Sunny Days in Heaven
Spiritual/Political/Philosophical Blog on the Nature of Truth and Falsehood and Heaven

Tuesday, January 11, 2005  

Now, Muse, let us sing of rats!

Every now and again I take a peek at the state of the art and craft of poetry, one of my great loves, and turn away in shame and disgust. It's like checking up on your beloved but lost daughter, and seeing her turn a trick in the street. Or your lost son lying in his vomit and feces drunk in the gutter. You have to turn away as fast as you can or you will go mad screaming to heaven, howling in pain.

I once tried to fight for poetry, but it was a losing cause that I eventually abandoned. Here is an article the apprises us again of where poetry has gone. I recommend following the link to read the few samples of poems offerred. They have to be seen to be believed, but I don't have the heart to post them here. It's better with the context of the column.

From The Boston Comment:

The Best American Liturgy
How Contemporary American Poets Are Denaturing the Poem,
Part IX

Perhaps there is a parallel, cult-like aura of inviolability protecting this new writing from critical inquiry: such writing, which verges on a kind of liturgy, comes with its own form of worship and its own tenets of faith. True believers do not question its methods; they accept its sacramental texts as the Word. In neither case is readability or critical inquiry at issue. Like artifacts of automatic writing, these liturgical offerings are akin to divine revelation—believe in it or don't, but do not examine, question, or evaluate it. The church of new writing has established what every church needs: their articles of faith. They call theirs “poems.”

If there is no “best,” then every poet is as good as every other poet. Everybody gets a gold star.

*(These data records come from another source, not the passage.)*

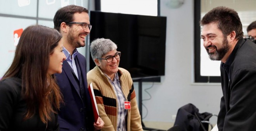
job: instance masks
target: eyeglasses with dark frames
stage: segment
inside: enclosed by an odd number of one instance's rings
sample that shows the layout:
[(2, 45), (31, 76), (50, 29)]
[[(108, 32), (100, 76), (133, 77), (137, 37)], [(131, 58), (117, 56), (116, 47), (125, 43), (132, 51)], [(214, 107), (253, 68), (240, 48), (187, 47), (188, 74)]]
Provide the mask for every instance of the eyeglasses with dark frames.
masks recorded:
[(87, 23), (85, 22), (69, 22), (67, 23), (71, 24), (80, 24), (80, 25), (81, 26), (83, 27), (83, 29), (85, 30), (86, 28), (88, 27), (89, 30), (90, 31), (92, 29), (92, 25), (88, 24)]
[(113, 59), (114, 59), (114, 57), (116, 58), (116, 59), (118, 59), (120, 58), (121, 57), (121, 52), (116, 52), (116, 53), (114, 55), (109, 56), (105, 58), (97, 58), (97, 59), (100, 60), (102, 60), (102, 59), (106, 60), (107, 63), (109, 63), (112, 62), (112, 61), (113, 61)]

The truth is, as Hejinian herself admits, there is no “bestness” in the church of new writing and that's because there can be no “bestness” when there is no means to determine whether or not one poem, or even one line of a poem, is better than another, when the field of poetry itself, built on a tradition of genius, human emotion, and the need to express universal and profound truths through the most powerful and compressed language one is able to wield, is held in so little esteem by Hejinian and her fellow practitioners that they dispense with the craft required to achieve their best, and instead promote a cult-like worship of the idea that everyone and everything is equal, that no poem shall be left behind. As a result, there is no real achievement in this year's Best American Poetry.